Rolmops przetarł oczy.

– Kościan, co ty pierdolisz?

Zawahałem się, ale podałem mu lornetkę.

– Patrz. Kolumna, która właśnie wyjeżdża, drugi wóz. Uwalony jakimś pyłem.

– Nie widzę. Jest w porządku.

– Patrzysz na drugi?

– Tak.

– Na pewno na drugi?

– Tak, kurwa, szkółki oficerskiej nie skończyłem, ale do dwóch jeszcze policzę – sarknął, stawiając swój termos z kawą obok radia. – Chociaż patrząc na sztabowców, to nie wiem, czy umiałbym doliczyć do jednego. Jesteś zmęczony, Kościan, spadaj do wyra.

Poszedłem.

Przespałem wtedy dwanaście godzin. Po południu pokręciłem się po bazie, robiąc „prasówkę”. Na difaku dowiedziałem się, że z porannego patrolu dwóch Amerykanów wróciło MEDEVAC-iem, w stanie ciężkim, a rozwalony MRAP na lawecie. Hałdą zapiekanki makaronowej spróbowałem zapchać rodzący się u dołu pleców dreszcz.

Po obiedzie było gorzej.

– Co to, kurwa, jest? – wycedziłem, stając w progu naszej bichaty.

Polski barak elegancko podzieliliśmy ściankami działowymi na pokoje – ten, który zamieszkiwałem z Grubym i Arturem, w całości pokrywała czerwień. Podniosłem prześcieradło, wzburzając kłąb rudego kurzu.

– Kto tu tyle tego naniósł?

Gruby podniósł wzrok znad laptopa. Zauważyłem, że zbladł.

– Ale co?

– Gówno! – warknąłem i wypadłem po miotłę.

Kiedy wróciłem do pokoju, Grubego już nie było. Zaraz zresztą przybiegł, ciągnąc za szmaty Bartka i Wilka, i jeszcze jakiegoś chłopaka, którego ledwo znałem. Stłoczyli się w drzwiach, patrząc, jak sprzątam.

Pierwszy odezwał się Bartek:

– Kościan, żebyś mnie dobrze zrozumiał, bo ja ogółem pochwalam trzymanie porządku, ale tu jest czysto. Co ty zamiatasz?

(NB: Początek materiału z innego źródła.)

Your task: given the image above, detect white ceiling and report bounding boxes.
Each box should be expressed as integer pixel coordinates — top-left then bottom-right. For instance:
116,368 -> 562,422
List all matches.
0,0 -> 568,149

Zamarłem, głupio zgięty w pół, ze szczotką w ręku i lodowatą kulą w żołądku, z jądrami nagle skurczonymi do rozmiaru orzeszków piniowych.

– Wy tego nie widzicie? – wykrztusiłem. Spojrzeli na mnie ze zdumieniem.

– Czego nie widzimy?

– Pyłu. Takiego rudego, jakby drobno sproszkowana rdz…

I dźwięk, którego nie zapomnę do końca życia: syrena alarmowa, a po niej komunikat i odgłos setek męskich tyłków w panice podrywających się z łóżek.

– Incoming! Incoming!

Ostrzał bazy.

*

Biegnę. Telefon – numer nieznany.

– Hej, tu Asia z supportu! – Chyba poznaje głos blondynki, która wydała mi numer startowy. – Śledzimy twój GPS, minąłeś właśnie punkt zaopatrzenia w Świdnicy. Masz dobry czas, nie chcesz się zatrzymać i zjeść czegoś ciepłego?

Bolą mnie łydki. Mam ciężki oddech, chrapliwy jak ryk silnika stuletniego Ursusa. Bałbym się brzmienia własnego głosu, ale jestem na to ciut zajęty. Biegnę połowicznie – trochę tu, na błyszczącej od kwietniowej mżawki szosie świdnickiej, a trochę tam. Kropla potu ścieka mi do oka; swędzi, wycieram.

Drugie oko też.

W biegu mijam jakiegoś gościa – jest już ciemno, smród czuję szybciej niż daję radę zobaczyć, że uda oblepiają mu strugi brązowego wstydu. Facet w sposób komiczny jest zarazem siny i blady. Dostrzegam jego numer – piątka. Przeliczył się, będzie musiał zejść, w tym stanie nigdzie nie dobiegnie.

Zrównujemy się; zanim go wyprzedzę, rzuca mi zawstydzony uśmiech typu Przesrane Ale Się Nie Poddajemy!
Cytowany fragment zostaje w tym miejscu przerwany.